Every time, guns open up, tragedies scatter around. The new routine in last three decades suggests that the political beings from all sides, cutting across party affiliations and political ideologies, resort to strikes, condemnations as the government normally constitutes special enquiries and registration of the FIR in the concerned police stations.

The same drill followed after a series of killings in the twin Shopian villages. Some people questioned the SOP and some accused the government of being incompetent enough to prevent these incidents that spilled the blood. All these actions at the government level did not, anyway, impact the ground zero. Strikes, curfews and statements still continue and a few days later, the situation is expected to gradually limp back to the routine. This was precisely what a Communist leader told the state assembly that the condemnations have become a mere fashion and is not contributing positively towards Kashmir that is caught in a serious crisis for the last 30 years now.

Most of the official set-up tends to believe that the crisis survives in the massive physical infrastructure that came up in last 30 years with the sole objective of crushing militancy: the concertina wire-fenced huge premises of garrisons and the buildings housing tens of thousands of battle-ready personnel. The fact is the real crisis in the legal infrastructure that was either enforced by Delhi remotely through the governors or was legislated by the state assembly.

 Successive state governments have set up hundreds of magisterial investigations and thousands of FIRs in police records mentioning various armed and paramilitary forces as accused in various cases of violations of human rights.

But not in many of these cases have these investigations resulted in the delivery of justice. This was purely the reason why a BJP lawmaker recently ridiculed the state police by daring them to register as many cases as possible against the army because it will not matter as long as Armed Forces Special Powers Act is in the place.

Even the records revealed by the state Home Ministry in the about to conclude budget session vindicates his claim.

Between 1990 and 2018, the records suggest 293 cases of “alleged custodial killings” were registered against various security agencies and 170 of them were “un-traced”, four cases were declined, 10 were not admitted at all, 44 are still under investigation and 65 were actually challened before the courts of law.

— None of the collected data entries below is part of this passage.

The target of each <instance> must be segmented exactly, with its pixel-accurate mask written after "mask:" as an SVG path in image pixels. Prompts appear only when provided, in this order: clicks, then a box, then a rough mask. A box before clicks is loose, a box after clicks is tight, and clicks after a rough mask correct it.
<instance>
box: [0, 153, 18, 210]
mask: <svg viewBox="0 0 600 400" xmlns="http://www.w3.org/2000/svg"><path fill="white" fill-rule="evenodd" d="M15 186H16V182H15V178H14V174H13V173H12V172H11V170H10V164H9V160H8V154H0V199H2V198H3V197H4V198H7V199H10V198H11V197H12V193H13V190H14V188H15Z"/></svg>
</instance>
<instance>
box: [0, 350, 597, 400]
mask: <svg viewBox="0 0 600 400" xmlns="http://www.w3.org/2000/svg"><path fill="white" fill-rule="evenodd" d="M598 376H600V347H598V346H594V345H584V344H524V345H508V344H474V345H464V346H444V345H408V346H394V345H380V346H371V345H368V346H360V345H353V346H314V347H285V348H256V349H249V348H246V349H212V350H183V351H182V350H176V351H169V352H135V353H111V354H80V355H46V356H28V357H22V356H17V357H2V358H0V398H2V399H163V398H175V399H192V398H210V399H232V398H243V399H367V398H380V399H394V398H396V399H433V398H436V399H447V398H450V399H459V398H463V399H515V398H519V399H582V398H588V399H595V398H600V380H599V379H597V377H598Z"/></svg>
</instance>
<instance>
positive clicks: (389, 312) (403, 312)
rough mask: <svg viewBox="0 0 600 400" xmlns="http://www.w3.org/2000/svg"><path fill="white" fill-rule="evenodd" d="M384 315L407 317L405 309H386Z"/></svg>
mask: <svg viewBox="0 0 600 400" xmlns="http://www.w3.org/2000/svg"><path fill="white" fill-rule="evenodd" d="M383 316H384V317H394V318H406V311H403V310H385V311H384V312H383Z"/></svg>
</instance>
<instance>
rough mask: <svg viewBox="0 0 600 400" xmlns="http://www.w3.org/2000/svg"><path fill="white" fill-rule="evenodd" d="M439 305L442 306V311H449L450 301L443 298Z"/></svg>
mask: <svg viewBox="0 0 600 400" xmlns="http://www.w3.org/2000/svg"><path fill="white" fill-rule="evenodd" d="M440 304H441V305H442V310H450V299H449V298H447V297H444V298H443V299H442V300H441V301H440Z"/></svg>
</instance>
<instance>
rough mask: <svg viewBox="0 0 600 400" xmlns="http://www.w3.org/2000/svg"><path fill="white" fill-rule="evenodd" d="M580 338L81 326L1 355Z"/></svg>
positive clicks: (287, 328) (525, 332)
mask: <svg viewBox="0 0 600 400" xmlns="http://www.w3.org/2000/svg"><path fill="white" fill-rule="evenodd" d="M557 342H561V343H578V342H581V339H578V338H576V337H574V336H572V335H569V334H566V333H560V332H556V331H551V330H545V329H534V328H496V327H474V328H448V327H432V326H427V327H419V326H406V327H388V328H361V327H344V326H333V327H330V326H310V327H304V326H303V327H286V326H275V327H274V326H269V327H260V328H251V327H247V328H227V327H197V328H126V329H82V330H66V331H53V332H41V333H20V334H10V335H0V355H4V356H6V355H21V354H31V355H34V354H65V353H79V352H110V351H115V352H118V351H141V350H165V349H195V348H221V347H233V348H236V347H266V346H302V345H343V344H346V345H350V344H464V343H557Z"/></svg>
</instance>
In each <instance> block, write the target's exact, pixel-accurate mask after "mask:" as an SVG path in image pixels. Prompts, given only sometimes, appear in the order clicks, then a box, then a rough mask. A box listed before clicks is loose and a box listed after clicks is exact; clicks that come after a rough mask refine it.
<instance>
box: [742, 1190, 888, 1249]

There were 99 cases registered in custodial disappearances of which three were not admitted, 52 were untraced, 36 are under-investigation and only eight were challened.

 Besides, there were 90 rapes or molestation cases against the security agencies of which 13 were not admitted, nine were untraced, one is under investigation and 67 have been charge-sheeted before the competent courts. The state government has sent as many as 33 cases to the ministry of defence for according sanction for prosecution but in 14 cases it has either been denied or the case has been closed. In rest of the cases, it is work in progress.

The number of cases actually indicates that the state’s governance system and the police is seemingly subjective in the registration of the cases, given the magnitude of the crisis in Kashmir and other parts of the state have been witnessing. The number of youth who vanished in custody run in thousands.

While any improvement in the situation is directly linked to the failure in Delhi and Srinagar in engaging Islamabad and the people of Kashmir, the system of justice should not deliberately stop working. The absence of a clear justice delivery system is aiding in perpetuating the crisis that has enormous costs to Kashmir, a small population.

While the successive governments have failed in ceasing these opportunities by permitting its appendages to resort to abuse and misuse of the public authority, the serial Shopian killings could still be a test case of restoring the credibility of justice and governance systems. The assembly debates suggested that the opposition benches were not against the idea of approaching this case with some consensus. Even the vocal lawmaker who is on the boycott of the session had suggested that all the lawmakers must go for a joint march outside the Lok Sabha to impress upon Delhi against the frequent bloodshed in Kashmir.